Minimum. I take it from the bookshelf with the hallowed circumspection I’d devote to touching a Torah.
From cover to cover of this thick, coffee table and coffee-cup-soiled book, the architect/author John Pawson shows how diverse and ancient our taste for the simple, iterative, unadorned and streamlined actually is. A favorite of Pawson himself is the Romanesque abbey of Le Thonet in France. Sparse as a Hemingway verb. The stovetop espresso maker on our kitchen counter, ziggurat-shaped, begins in Mesopotamia, passes by Egypt, through the austerities of Le Thonet, the peeled-away unornamentation of post-war Italian design all the way to a nakedly simple house at 6 Club St in Asheville. 5000 years of simple. Good coffee to boot.
In America––as Lynne cautioned, three paragraphs of your favorite minimal things is hardly minimal––the Shakers, Johnny Cash, the IBM logo. In class I always showed the Apple logo next to Dürer’s Adam and Eve.
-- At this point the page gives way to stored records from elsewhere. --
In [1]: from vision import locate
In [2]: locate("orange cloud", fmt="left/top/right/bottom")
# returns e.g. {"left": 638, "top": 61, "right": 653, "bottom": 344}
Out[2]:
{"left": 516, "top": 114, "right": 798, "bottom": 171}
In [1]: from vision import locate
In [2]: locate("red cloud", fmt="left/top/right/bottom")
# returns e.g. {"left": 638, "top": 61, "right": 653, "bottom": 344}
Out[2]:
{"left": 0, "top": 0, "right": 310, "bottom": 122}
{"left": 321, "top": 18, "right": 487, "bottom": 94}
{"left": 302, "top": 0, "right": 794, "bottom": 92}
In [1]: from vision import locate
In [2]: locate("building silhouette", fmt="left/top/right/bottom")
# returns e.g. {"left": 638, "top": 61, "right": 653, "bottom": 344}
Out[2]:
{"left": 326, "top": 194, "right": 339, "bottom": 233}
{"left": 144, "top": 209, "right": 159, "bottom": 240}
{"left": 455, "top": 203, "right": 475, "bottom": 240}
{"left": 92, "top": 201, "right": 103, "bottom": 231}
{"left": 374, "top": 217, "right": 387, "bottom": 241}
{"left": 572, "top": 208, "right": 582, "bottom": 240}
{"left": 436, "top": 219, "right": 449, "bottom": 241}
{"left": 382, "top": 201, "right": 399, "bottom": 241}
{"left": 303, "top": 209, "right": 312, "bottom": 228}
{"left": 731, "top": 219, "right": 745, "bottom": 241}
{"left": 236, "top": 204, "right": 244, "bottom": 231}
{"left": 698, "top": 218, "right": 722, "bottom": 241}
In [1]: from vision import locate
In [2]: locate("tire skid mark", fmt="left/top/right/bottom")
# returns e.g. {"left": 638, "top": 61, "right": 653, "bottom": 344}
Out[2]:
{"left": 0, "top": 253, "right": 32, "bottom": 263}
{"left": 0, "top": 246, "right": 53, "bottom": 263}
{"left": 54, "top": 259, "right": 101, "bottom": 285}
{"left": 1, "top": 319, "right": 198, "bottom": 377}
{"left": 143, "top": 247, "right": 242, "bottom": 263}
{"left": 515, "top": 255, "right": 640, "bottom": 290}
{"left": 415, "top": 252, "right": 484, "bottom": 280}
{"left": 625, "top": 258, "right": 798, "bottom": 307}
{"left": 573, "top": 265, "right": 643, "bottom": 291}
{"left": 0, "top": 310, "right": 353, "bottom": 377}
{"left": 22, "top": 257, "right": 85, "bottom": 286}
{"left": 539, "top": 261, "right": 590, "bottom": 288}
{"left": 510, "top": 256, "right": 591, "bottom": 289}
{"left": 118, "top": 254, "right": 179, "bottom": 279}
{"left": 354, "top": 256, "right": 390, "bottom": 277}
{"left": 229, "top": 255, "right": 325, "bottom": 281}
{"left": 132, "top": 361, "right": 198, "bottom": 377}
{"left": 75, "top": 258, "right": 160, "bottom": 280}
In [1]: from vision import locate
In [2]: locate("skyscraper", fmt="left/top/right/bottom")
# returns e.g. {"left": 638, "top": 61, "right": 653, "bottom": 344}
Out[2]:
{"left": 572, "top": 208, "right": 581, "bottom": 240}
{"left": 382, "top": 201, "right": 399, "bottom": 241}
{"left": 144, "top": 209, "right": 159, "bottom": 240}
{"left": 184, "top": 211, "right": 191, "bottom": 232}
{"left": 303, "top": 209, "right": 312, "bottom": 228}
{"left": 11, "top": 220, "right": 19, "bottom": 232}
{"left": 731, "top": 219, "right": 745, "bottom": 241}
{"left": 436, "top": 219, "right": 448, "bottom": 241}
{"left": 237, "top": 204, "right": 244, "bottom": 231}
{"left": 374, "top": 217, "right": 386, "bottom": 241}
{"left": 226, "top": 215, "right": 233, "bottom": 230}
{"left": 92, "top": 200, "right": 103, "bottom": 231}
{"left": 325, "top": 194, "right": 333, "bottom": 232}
But I never saw, before inauguration eve, how deeply apt that austerity could be for both the evocation and consolation of grief. Like the simple crosses on soldiers’ graves in France and England (my uncle among them), or the names on the Viet Nam War Memorial, the flags and lanterns erected for the inauguration stood, in their serene and anonymous dignity, for the nearly half million souls we have lost. Thousands of uniform flags rustled in the wind like a dense, reverential crop, filling a large quadrant of the mall. Each flag identical, and identically spaced, yet blowing with its own unique music. Souls, so recently winded away.
Those who know my work know that I always point to light as my primary medium, whether it glows from within, or floats, rattles and ruptures over a surface. So to see hundreds of simple, cubic lanterns set along both sides of the reflecting pool, voicing forth their light as synonyms of all that was unsaid in that beautiful memorial rite—how f••• overdue!––brought Lynne and myself to tears. No tumult. Just the praying of silence, the pure, luminous, blood-pulse repeating of being.
One must mention the Lincoln Memorial itself. Yes, Neo-classical, but still so spare, so rhythmical, like the plowman beat of Lincoln’s own prose––yet another volume of that hushed, memorial poise. We all, I believe, were penning the word relief on the palms of our hands.
After last week’s column, a friend posted another Merton quote and I’ll wrap up with that: "To allow oneself to be carried away by a multitude of conflicting concerns, to surrender oneself to too many demands, to commit to too many projects, to want to help everyone in everything is to succumb to violence."
Minimum: a sublime quietude on a winter, Washington night, and also, it seems, a cautionary ethic for a crazy, delusional, down-the-snakes-and-up-the-the-ladders world.